From barrels to tanks: Will winemakers use concrete instead of oak?

By Hal Conick

- Last updated on GMT

Could moving from oak barrels to concrete tanks save the wine industry millions of dollars?
Could moving from oak barrels to concrete tanks save the wine industry millions of dollars?

Related tags Wine

Could a shift from oak barrels to concrete tanks save the wine industry millions?

That’s the theory of Sonoma Cast Stone, which is now producing the NuBarrel, described by the company as being a “disruptive and breakthrough product, by any standards”. These barrels cost $6,000 and have the capacity of four oak barrels, thereby having the ability to produce 10-times as much wine.

Founder and CEO Steve Rosenblatt told Beverage Daily that his company has been making such tanks since the mid-1990s, but he took a look at financial statements from a major winery and saw they were spending in excess of $2m on oak barrels each year.

“I thought ‘God, there’s got to be a better way. The barrels last about four years and end up at a garden supply store cut in half’,”​ he said.

What the NuBarrel can do

Sonoma touts the NuBarrel’s ability to accomplish everything an oak barrel can with a smaller footprint, less expense and the same quality. The system is designed to stack, thereby allowing winemakers a greater level of yield per square foot. Rosenblatt said they have even tested these barrels in an earthquake simulator at UC-Berkeley.

In addition, oak can be used in concert with the NuBarrel by way of a rack system submerged in the tank or via an immersion sleeve. This allows oak to be introduced in full, in part or not at all.

“We thought about what exactly a barrel does,”​ Rosenblatt said. “We took a look at every function a barrel did, like oak flavoring [and] microoxygenation. We can copy all that and make it better in the tank.”

“The oak barrels last for four to six years. These will last four to six decades. The difference is huge for a winery. After the second series … it’d be like 30 years of free barrels. Thirty years of saving $1m to $2m is a tremendous amount of difference.”

Adding a bit of a technological edge to the NuBarrel, the company Sonoma Cast Stone included a sensor inside of the tank that can communicate with smartphones regarding temperature and fluid levels. The barrel room can be monitored remotely by the winemaker.

“We’ve sort of gone on the theme of its time to rethink the barrel,”​ Rosenblatt said. “When you think about it, you’re paying all that money for a barrel and in four years you’re planting strawberries in it.”

Will the industry take to tanks?

While Rosenbaltt said he believes the NuBarrel has a “huge market to it​” and believes it will change how wine is made, the shift will take a while.

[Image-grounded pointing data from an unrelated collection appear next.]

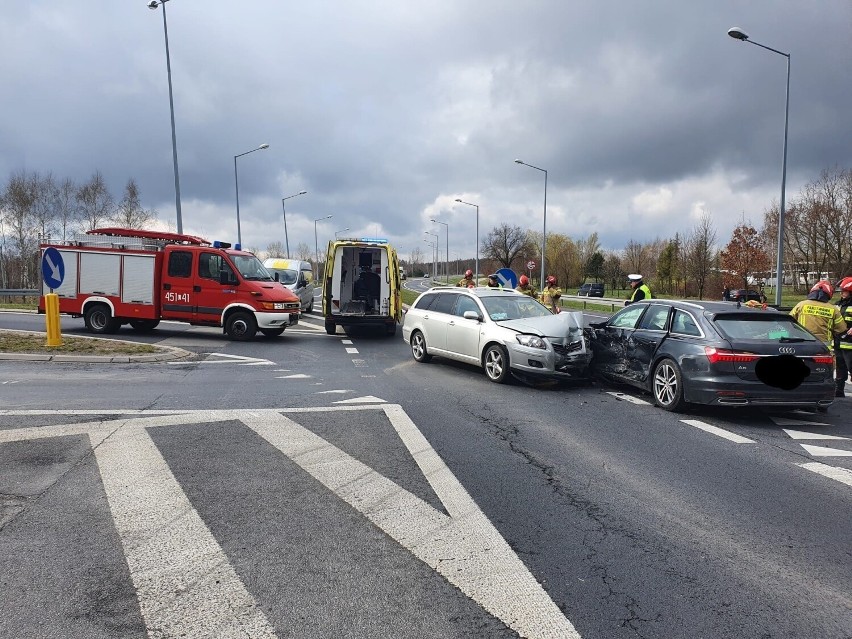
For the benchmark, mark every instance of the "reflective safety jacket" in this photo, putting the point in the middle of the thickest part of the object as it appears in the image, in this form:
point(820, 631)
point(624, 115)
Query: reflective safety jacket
point(529, 290)
point(823, 319)
point(846, 311)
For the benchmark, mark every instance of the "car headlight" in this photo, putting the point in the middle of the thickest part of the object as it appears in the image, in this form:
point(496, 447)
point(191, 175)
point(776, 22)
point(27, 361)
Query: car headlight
point(532, 341)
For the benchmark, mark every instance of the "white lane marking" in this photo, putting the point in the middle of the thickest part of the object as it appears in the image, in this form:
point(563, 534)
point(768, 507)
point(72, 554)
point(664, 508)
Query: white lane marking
point(464, 548)
point(629, 398)
point(823, 451)
point(184, 581)
point(800, 434)
point(842, 475)
point(786, 421)
point(361, 400)
point(720, 432)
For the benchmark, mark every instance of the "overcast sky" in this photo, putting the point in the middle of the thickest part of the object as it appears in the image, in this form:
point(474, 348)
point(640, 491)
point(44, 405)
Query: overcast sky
point(645, 114)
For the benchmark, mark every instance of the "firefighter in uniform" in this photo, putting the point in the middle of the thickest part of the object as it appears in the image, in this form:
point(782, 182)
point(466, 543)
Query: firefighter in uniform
point(467, 280)
point(640, 289)
point(525, 287)
point(818, 315)
point(550, 294)
point(843, 342)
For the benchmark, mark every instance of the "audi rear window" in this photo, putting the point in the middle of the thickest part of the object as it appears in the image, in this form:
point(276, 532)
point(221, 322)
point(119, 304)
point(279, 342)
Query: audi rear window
point(772, 327)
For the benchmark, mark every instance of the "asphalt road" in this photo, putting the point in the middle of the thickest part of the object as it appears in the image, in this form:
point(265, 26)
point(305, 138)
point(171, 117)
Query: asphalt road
point(316, 486)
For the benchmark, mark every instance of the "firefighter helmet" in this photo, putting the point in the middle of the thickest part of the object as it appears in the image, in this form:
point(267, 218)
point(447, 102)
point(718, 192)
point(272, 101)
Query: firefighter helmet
point(823, 286)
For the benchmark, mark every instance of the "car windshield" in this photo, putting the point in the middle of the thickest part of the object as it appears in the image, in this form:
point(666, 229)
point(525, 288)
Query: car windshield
point(285, 275)
point(251, 268)
point(502, 308)
point(775, 328)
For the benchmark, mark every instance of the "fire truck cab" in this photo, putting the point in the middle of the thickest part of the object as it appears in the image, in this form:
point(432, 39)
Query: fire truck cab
point(116, 276)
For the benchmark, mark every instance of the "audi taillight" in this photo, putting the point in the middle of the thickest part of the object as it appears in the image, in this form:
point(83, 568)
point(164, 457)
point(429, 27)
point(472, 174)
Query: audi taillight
point(724, 355)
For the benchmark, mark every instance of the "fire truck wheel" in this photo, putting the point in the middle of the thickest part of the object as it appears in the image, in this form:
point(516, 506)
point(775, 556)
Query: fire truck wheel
point(143, 326)
point(99, 319)
point(241, 326)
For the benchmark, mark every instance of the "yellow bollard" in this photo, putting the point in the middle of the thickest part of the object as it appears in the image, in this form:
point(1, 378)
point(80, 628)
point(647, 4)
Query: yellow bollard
point(51, 315)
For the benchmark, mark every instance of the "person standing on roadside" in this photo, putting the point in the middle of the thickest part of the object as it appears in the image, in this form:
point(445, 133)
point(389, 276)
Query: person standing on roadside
point(818, 315)
point(467, 280)
point(843, 341)
point(640, 289)
point(525, 287)
point(550, 294)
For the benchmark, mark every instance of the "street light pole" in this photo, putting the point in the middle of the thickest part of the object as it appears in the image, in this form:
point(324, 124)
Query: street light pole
point(316, 242)
point(286, 239)
point(237, 185)
point(739, 34)
point(544, 229)
point(477, 236)
point(153, 5)
point(432, 244)
point(447, 246)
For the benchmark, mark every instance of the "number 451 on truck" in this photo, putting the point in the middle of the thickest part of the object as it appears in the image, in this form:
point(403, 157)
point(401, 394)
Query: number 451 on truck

“Today probably 80% of the finest wine in Europe is all made in concrete,”​ he said. “In America, it’s probably closer to 50%, but its growing. It’s just a much better taste than stainless steel.”

Rosenblatt said the pickup of this tank system will be slow at first. Winemakers will be slow to lose barrels, he said. However, he believes the typical winery has a chief financial officer looking to save costs, thereby creating pressure to try it.

In the meantime, Rosenblatt said he wants to get four to five well-recognized wineries to try the NuBarrel this year. Frog's Leap Winery of Napa Valley, California, has already bought 10 of them, he said, after the NuBarrel's release in December.

Eventually, Rosenblatt believes winemakers will see this as a better way of producing wine.

“Ten to 12 years ago, they wouldn’t think about using oak chips; now they’re become much more accepting,”​ he said. “It’s a tough thing for winemakers to give up their barrels but when they start to see the light, I think [they’ll see] this is as good as we’ve been getting maybe even better … From every aspect it’s a better way of looking at barrels.”